The following was addressed to Eden Concoff whose letter appeared last week.
I support limited sports field lighting at Malibu High School for football, but your letter completely makes the case why we should not make public policy based on the wants of teenagers. You simply do not have the broader vision of all that is involved in this issue. Teens have poor impulse control. You want what you want when you want it. You are very young and issues dear to your heart are very urgent and compelling.
The City of Malibu was founded on the principal of keeping it rural. If you look at a nighttime satellite photo of the USA there are huge areas – greater Los Angeles included – that have so lit up the night skies that you can no longer see the stars. There is a name for it: light pollution. Malibu has laws that govern how many lights, how bright, their direction one can have on both private and public properties in a document called the Local Coastal Plan or LCP. These laws are designed to protect our very special rural environment. I hold that the majority of Malibu property owners and residents do not want to establish a precedent that could lead to the widespread and continual sports field lighting like Palisades High, which you so warmly praise in your letter. It is in fact a real nightmare to thousands of us.
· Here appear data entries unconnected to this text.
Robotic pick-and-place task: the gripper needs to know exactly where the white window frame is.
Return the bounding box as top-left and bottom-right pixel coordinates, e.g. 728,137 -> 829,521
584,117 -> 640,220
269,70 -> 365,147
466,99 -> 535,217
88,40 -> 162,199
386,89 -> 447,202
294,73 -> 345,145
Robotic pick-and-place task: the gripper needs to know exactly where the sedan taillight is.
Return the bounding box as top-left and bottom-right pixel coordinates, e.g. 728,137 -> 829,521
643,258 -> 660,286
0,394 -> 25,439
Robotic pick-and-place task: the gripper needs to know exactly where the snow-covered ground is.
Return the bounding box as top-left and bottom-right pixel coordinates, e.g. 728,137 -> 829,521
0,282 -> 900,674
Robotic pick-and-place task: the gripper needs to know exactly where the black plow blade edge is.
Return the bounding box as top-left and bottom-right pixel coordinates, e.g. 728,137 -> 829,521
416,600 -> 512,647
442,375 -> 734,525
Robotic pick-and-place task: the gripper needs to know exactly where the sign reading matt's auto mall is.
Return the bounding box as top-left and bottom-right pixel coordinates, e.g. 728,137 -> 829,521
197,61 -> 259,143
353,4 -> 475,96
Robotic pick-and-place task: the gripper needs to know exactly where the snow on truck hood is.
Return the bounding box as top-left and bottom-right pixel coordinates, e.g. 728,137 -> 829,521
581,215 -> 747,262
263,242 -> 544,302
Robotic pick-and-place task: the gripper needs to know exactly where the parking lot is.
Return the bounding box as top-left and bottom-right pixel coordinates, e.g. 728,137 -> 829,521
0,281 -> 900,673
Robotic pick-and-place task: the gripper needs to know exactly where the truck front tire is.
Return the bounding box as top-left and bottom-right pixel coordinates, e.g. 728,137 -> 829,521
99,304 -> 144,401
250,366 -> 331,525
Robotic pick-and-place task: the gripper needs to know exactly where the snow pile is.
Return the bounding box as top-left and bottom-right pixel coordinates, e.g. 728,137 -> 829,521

The challenge in front of our City Council is to find a legal framework to change the Local Coastal Plan that will permit the use of temporary lights for a limited number of night football games. It is based on changing what some 40 Malibu “institutions” can do for nighttime lighting. Since institutions include a broad array of schools, churches and government facilities, changing this law does not only impact Malibu High and the seven or eight homeowners whose wishes and legal rights you so easily dismiss, but it threatens to open a Pandora’s Box of potential new lighting that could erase Malibu’s cherished starry night skies. It is a clumsy and heavy-handed approach that can cause far more damage than the problem it is supposed to fix.
I urge the City Council to reject this shotgun approach and work to craft a proper solution that will get you and your friends the limited sports field lighting you want without further damaging Malibu’s environment.